One of the most important developments over the last decade has been the move from desktop computing to battery-powered computing in hand-held, wearable and mobile devices. This move from the desktop to the wider world is also reflected in the growth of applications that operate on real world data such as images, video, sound and motion. These applications are highly computationally intensive, and pose huge challenges both for mobile devices and for cloud-based services that receive and process large amounts of such data.
Approximate computing can be an effective technique both for accelerating these types of applications and for reducing the required energy. Approximate computing is based on the observation that the inputs and outputs of these algorithms are approximations. Introducing additional imprecision in the computation may have little or no effect on the final result.
One of the popular ways of approximate computing is to reduce the data precision such as from single precision binary-32 floating point to half precision binary-16. When designing custom hardware, data precision can be customized precisely to the needs of an application. For example, it has been found that some applications can make good use of as little as 8-bit floating point. When designing a custom FPGA or ASIC solution, the hardware can implement the exact level of required precision. Reducing precision can reduce the size of the hardware, but crucially it can also allow less data to be transfered between the processor and memory.

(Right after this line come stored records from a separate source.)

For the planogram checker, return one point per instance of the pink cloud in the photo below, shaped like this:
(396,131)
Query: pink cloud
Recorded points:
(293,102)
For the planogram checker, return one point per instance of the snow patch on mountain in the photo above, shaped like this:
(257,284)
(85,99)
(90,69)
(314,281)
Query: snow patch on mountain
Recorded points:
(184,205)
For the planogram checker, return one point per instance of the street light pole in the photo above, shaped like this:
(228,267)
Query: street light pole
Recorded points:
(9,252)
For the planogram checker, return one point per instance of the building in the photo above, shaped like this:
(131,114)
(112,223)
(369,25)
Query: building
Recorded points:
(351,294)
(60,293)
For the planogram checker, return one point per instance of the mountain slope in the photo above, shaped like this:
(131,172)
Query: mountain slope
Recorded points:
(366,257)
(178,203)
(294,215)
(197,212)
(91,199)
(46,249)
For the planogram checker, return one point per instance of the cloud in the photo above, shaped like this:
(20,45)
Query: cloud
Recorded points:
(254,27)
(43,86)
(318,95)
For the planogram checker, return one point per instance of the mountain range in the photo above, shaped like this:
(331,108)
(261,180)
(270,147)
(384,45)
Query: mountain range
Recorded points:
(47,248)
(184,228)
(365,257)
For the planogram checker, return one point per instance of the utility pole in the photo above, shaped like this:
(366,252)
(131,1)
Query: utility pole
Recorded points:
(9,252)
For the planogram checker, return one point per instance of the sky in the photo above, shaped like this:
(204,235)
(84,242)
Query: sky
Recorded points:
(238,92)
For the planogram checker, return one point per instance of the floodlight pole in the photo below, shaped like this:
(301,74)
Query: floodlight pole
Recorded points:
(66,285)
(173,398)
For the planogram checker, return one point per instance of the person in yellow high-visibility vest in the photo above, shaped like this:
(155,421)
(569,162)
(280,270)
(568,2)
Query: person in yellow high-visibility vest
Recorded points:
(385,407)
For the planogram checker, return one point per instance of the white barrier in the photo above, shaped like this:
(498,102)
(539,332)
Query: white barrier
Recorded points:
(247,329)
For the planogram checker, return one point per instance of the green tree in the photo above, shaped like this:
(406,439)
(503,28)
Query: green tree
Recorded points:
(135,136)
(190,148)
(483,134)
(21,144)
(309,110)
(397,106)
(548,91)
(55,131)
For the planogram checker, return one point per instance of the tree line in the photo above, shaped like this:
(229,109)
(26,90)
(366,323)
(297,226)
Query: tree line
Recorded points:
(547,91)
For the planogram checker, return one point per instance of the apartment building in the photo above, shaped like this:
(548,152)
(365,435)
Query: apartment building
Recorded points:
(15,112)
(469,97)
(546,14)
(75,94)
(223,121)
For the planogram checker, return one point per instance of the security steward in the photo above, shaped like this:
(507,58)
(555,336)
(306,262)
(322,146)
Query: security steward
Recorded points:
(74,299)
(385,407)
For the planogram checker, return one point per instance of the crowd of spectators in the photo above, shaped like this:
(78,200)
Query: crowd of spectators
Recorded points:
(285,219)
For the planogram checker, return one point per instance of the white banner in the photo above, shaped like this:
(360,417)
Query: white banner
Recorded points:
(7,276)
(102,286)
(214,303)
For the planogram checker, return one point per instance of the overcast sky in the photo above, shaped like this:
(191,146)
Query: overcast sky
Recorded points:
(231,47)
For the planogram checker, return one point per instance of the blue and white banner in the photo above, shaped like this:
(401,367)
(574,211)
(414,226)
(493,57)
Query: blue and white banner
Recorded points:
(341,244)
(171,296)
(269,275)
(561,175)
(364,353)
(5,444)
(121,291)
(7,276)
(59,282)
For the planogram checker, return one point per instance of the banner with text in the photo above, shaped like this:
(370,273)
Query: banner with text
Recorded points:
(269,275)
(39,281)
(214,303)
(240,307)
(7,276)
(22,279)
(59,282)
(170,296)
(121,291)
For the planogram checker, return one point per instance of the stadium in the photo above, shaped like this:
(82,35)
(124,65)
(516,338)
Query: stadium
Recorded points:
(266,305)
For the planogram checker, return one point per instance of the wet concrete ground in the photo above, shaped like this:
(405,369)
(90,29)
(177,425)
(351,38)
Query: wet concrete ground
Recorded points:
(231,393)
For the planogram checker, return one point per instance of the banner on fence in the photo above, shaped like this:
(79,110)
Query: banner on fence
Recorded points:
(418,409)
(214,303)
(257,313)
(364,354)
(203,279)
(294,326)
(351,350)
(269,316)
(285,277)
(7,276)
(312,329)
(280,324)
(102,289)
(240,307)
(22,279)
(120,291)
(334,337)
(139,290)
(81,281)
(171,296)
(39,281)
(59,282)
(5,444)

On general-purpose processors it is much more difficult to customize the precision of data to the application. Most general-purpose processors provide only two floating point sizes — single and double precision — and a limited range of integer data sizes, typically 8, 16, 32, and 64-bit. For example, if 9 bits of integer precision are required for an application, the programmer will normally use a 16-bit type. Similarly, if one needs 13-bit floating point (FP), one might use a half precision binary-16 FP type if it is available, or single precision binary-32 if not.

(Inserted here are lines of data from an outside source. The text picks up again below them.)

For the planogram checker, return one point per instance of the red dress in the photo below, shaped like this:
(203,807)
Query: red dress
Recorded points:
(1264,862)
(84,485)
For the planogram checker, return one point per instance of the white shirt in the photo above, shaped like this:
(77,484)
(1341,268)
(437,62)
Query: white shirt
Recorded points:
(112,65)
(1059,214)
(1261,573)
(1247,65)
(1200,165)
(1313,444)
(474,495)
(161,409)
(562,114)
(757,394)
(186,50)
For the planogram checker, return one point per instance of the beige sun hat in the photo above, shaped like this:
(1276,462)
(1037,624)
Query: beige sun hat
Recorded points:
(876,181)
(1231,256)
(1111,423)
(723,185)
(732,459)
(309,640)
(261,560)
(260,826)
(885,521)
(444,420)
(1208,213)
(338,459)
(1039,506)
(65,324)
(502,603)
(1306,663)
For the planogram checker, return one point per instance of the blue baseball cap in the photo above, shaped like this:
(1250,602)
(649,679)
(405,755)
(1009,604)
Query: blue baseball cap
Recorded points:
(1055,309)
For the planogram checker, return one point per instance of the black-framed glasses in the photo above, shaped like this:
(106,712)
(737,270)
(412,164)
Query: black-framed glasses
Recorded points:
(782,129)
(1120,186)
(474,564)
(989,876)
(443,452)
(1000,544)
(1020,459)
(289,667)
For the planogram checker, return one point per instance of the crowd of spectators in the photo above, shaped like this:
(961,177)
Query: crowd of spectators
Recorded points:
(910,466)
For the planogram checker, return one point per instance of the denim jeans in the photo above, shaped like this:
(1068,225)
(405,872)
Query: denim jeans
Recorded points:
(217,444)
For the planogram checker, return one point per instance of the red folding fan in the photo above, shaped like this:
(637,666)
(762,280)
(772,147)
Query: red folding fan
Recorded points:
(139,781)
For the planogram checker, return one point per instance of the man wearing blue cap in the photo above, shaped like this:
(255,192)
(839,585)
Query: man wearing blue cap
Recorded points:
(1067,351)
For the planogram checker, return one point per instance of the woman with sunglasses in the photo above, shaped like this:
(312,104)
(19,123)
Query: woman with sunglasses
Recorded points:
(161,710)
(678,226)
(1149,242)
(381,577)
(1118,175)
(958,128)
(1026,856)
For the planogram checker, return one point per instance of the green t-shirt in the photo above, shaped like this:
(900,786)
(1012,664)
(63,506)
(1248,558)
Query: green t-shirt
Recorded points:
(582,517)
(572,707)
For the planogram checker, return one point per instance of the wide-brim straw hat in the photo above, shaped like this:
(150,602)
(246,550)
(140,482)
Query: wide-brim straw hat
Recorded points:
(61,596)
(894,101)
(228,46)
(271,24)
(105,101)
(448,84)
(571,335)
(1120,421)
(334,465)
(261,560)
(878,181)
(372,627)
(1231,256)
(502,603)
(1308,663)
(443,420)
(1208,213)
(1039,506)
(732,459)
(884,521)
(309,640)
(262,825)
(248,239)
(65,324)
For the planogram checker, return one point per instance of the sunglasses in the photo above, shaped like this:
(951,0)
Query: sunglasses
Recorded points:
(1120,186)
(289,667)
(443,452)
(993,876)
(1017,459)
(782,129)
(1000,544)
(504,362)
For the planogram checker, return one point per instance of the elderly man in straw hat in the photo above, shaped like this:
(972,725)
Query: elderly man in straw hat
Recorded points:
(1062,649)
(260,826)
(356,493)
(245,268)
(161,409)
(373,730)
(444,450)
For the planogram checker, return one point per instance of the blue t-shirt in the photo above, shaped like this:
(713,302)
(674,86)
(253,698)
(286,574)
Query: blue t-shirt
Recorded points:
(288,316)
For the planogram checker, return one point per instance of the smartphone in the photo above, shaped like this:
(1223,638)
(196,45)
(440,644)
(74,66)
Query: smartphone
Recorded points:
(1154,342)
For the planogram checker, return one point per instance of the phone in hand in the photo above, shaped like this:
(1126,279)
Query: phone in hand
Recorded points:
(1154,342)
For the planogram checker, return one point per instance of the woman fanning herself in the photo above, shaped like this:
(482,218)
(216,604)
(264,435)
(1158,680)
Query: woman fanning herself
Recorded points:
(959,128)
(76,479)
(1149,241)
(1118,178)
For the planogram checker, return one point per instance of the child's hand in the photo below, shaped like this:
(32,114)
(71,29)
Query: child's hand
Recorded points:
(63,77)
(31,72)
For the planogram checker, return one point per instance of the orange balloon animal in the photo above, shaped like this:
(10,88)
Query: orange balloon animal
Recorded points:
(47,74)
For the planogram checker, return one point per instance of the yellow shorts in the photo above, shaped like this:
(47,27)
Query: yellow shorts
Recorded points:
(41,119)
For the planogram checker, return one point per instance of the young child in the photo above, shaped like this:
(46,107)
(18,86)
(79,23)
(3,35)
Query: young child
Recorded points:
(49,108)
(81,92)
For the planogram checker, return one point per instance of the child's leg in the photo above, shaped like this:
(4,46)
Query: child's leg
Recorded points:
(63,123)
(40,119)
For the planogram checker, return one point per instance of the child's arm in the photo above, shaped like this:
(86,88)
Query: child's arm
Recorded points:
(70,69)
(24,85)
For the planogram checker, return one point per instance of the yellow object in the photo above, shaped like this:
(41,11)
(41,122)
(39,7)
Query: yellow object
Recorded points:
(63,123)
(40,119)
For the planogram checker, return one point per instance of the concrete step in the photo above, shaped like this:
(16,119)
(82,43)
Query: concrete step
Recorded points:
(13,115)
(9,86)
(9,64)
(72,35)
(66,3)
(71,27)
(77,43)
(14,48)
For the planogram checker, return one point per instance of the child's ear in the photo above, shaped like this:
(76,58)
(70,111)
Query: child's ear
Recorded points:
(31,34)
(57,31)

When the data consists of a large array of values, the cost of using more precision than necessary can become large. The obvious problem is that the larger data size requires more space in memory. But the larger data size also requires more memory bandwidth when transferring between processor and memory, and more energy to drive external pins, wires and buses when transferring unnecessarily large data.
In this paper we propose an entirely novel approach to supporting arrays of irregular precision floating point data types. We adopt the idea of software bitslice data representations that are used in the implementation of cryptography algorithms and some image representation formats. We use these software bitslice formats to represent arrays of data, and perform vector-style SIMD operations constructed from simple bitwise logical operations.

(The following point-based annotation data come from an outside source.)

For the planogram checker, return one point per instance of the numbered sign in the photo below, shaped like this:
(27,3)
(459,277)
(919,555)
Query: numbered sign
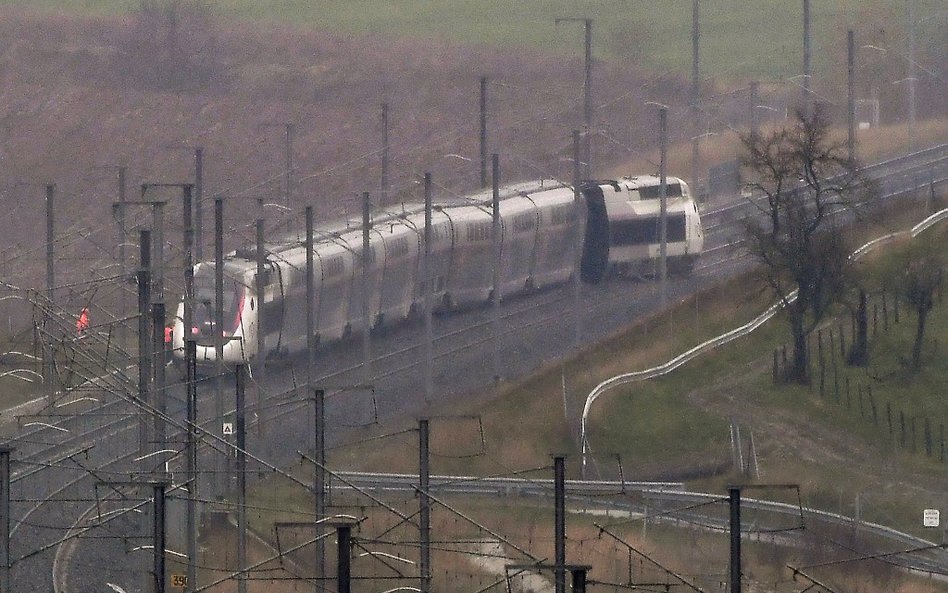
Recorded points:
(931,518)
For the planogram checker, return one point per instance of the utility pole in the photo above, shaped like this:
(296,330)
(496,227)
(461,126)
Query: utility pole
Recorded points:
(426,263)
(851,95)
(755,120)
(123,264)
(587,89)
(190,348)
(693,98)
(289,167)
(367,260)
(310,296)
(343,567)
(5,519)
(385,154)
(241,428)
(158,536)
(319,479)
(260,288)
(912,72)
(577,244)
(199,203)
(144,341)
(158,389)
(424,512)
(663,198)
(559,487)
(48,364)
(807,98)
(219,334)
(735,537)
(483,127)
(495,236)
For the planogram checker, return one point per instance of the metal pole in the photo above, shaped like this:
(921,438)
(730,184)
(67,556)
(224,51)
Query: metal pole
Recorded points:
(48,364)
(806,58)
(755,120)
(579,580)
(219,334)
(158,238)
(385,154)
(199,203)
(577,244)
(851,94)
(912,73)
(192,469)
(344,544)
(428,288)
(367,260)
(319,479)
(5,519)
(587,95)
(483,138)
(663,215)
(424,506)
(310,296)
(695,92)
(123,264)
(261,358)
(158,537)
(559,570)
(158,389)
(289,167)
(241,429)
(144,340)
(496,246)
(735,536)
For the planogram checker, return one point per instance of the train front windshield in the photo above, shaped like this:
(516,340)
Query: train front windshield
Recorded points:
(203,310)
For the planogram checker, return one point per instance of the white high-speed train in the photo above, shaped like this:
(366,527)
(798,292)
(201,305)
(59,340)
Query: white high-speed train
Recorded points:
(620,231)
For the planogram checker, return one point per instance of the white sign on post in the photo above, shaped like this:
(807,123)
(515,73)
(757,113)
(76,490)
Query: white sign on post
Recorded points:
(931,518)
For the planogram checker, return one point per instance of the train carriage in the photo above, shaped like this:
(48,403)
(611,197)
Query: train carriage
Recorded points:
(440,255)
(402,245)
(518,243)
(557,221)
(470,279)
(540,225)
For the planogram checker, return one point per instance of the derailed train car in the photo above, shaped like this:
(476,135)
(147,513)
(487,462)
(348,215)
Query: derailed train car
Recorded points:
(618,224)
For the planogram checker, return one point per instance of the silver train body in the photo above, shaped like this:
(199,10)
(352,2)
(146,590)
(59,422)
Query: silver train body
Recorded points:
(618,227)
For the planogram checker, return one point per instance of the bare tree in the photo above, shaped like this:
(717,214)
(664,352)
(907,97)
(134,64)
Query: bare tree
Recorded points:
(805,179)
(919,275)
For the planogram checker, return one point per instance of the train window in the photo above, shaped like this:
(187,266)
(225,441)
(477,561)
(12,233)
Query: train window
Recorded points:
(560,214)
(654,192)
(478,231)
(524,222)
(334,267)
(644,231)
(399,247)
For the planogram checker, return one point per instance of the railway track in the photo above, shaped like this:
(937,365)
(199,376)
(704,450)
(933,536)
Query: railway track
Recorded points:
(102,429)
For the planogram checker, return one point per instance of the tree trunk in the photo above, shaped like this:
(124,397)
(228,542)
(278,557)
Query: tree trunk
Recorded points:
(800,373)
(919,336)
(859,354)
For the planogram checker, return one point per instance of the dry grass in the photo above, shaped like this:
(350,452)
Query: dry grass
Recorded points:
(874,145)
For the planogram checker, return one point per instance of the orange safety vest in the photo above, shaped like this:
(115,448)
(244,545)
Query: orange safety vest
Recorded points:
(82,324)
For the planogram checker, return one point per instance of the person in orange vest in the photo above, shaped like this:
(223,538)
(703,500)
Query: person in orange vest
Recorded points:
(82,323)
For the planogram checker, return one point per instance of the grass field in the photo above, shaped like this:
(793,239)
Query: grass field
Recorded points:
(739,39)
(677,427)
(830,444)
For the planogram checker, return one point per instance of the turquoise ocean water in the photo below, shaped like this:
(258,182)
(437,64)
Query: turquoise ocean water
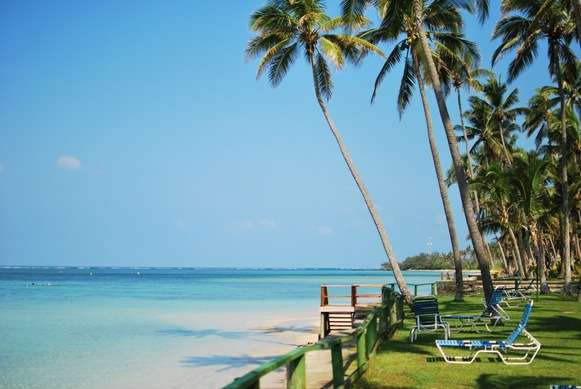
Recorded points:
(151,327)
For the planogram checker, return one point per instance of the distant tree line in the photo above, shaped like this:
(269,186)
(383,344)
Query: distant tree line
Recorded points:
(436,261)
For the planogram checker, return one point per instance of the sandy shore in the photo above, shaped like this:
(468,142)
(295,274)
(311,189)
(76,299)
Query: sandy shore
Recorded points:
(212,358)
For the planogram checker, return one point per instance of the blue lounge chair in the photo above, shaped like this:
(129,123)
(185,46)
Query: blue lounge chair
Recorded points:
(500,348)
(516,294)
(493,313)
(428,319)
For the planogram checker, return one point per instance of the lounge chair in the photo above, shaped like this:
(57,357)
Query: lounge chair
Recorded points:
(500,348)
(512,294)
(493,313)
(428,319)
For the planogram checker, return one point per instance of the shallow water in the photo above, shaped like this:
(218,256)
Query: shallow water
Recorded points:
(156,327)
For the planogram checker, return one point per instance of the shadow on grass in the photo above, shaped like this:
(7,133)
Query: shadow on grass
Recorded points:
(558,323)
(364,383)
(403,346)
(497,381)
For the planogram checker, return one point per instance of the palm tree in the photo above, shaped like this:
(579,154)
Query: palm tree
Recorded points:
(443,22)
(529,180)
(493,184)
(499,111)
(524,25)
(464,74)
(356,8)
(286,27)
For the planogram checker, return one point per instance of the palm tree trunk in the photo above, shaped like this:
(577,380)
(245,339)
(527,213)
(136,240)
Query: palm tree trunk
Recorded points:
(539,254)
(441,183)
(553,250)
(566,257)
(523,254)
(502,256)
(468,156)
(386,243)
(577,247)
(506,153)
(475,236)
(577,12)
(518,257)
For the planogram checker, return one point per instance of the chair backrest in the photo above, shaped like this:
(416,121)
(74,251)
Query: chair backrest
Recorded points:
(522,324)
(427,305)
(495,299)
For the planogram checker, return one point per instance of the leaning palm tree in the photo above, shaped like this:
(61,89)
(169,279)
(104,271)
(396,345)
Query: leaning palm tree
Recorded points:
(392,10)
(529,179)
(493,184)
(464,74)
(443,23)
(285,28)
(522,28)
(500,111)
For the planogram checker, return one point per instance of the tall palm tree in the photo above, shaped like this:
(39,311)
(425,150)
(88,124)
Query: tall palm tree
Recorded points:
(493,183)
(286,27)
(500,111)
(464,74)
(529,180)
(524,25)
(356,8)
(443,21)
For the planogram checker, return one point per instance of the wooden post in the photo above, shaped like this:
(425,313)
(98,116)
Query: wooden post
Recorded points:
(361,357)
(337,364)
(324,328)
(255,385)
(324,296)
(296,373)
(371,336)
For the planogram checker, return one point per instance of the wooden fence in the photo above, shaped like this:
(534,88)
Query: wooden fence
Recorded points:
(379,325)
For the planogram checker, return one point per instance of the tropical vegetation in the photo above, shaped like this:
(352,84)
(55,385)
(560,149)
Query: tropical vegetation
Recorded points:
(518,172)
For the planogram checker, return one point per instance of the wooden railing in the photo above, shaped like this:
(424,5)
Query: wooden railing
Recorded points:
(356,297)
(379,325)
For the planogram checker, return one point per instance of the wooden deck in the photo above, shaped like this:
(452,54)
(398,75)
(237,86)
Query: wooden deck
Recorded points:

We make several contributions:
We propose using software bitslice data representations to create a new approach to SIMD vector computation for customizable precision floating point data types.
We present our customizable precision bitslice floating point operations as intrinsic functions similar to SIMD intrinsics and implement the operations as a reconfigurable library.
Experimental results show that our bitwise vector approach is efficient for large vectors of customized floating point types with low precision.
2 Software Bitslice Representations
In the standard representation of simple types, such as integer and floating point values, a single value fits inside an 8, 16, 32 or 64-bit word. In a bitslice representation, the different bits of a single number are spread across multiple machine words.
Figure 1 shows an example of standard and bitslice representations of arrays. Both the standard and bitslice representations show an array of sixteen 8-bit floating point numbers. Each number has 1 sign bit, 4 exponent bits and 3 mantissa bits. However, the physical representation of the data in memory is quite different. Instead of using sixteen 8-bit words, the bitslice representation uses eight 16-bit machine words. The first bit of each of these eight 16-bit words corresponds to one of the eight bits of the first array element. Similarly, the other 8-bit values are represented by a bit from each of the eight 16-bit words.
Bitslice representations are sometimes used for highly efficient implementations of symmetric cryptography algorithms such as the Data Encryption Standard (DES) or Advanced Encryption Standard (AES) . These cryptography algorithms perform large numbers of bit-level operations, which can be very fast on bitslice representations. But to our knowledge they have not been applied to more general purpose computation.
3 Bitslice vector computing
In this paper we propose using bitslice representations of arrays as the basis of a new approach to vector SIMD computing. We show how to construct vector SIMD operations in software that operate on these types. This allows us to construct SIMD vector types of a fixed number of elements but with arbitrary length per element. For example, we can construct a vector of thirty-two 8-bit elements, but equally we can construct a vector of thirty-two 17-bit elements.
To operate on the elements of bitslice vector types, we propose building arithmetic and other operators from native integer bitwise instructions. Figure 2 shows a simple integer adder routine for bitslice vectors with thirty-two elements, each of 13 bits. Note that the addition is performed by a sequence of bitwise operations that are the software equivalent of a hardware adder. Thus the sum of two bits and is and the carry from the addition is . By applying a sequence of these bitwise operations, an entire -bit addition can be performed.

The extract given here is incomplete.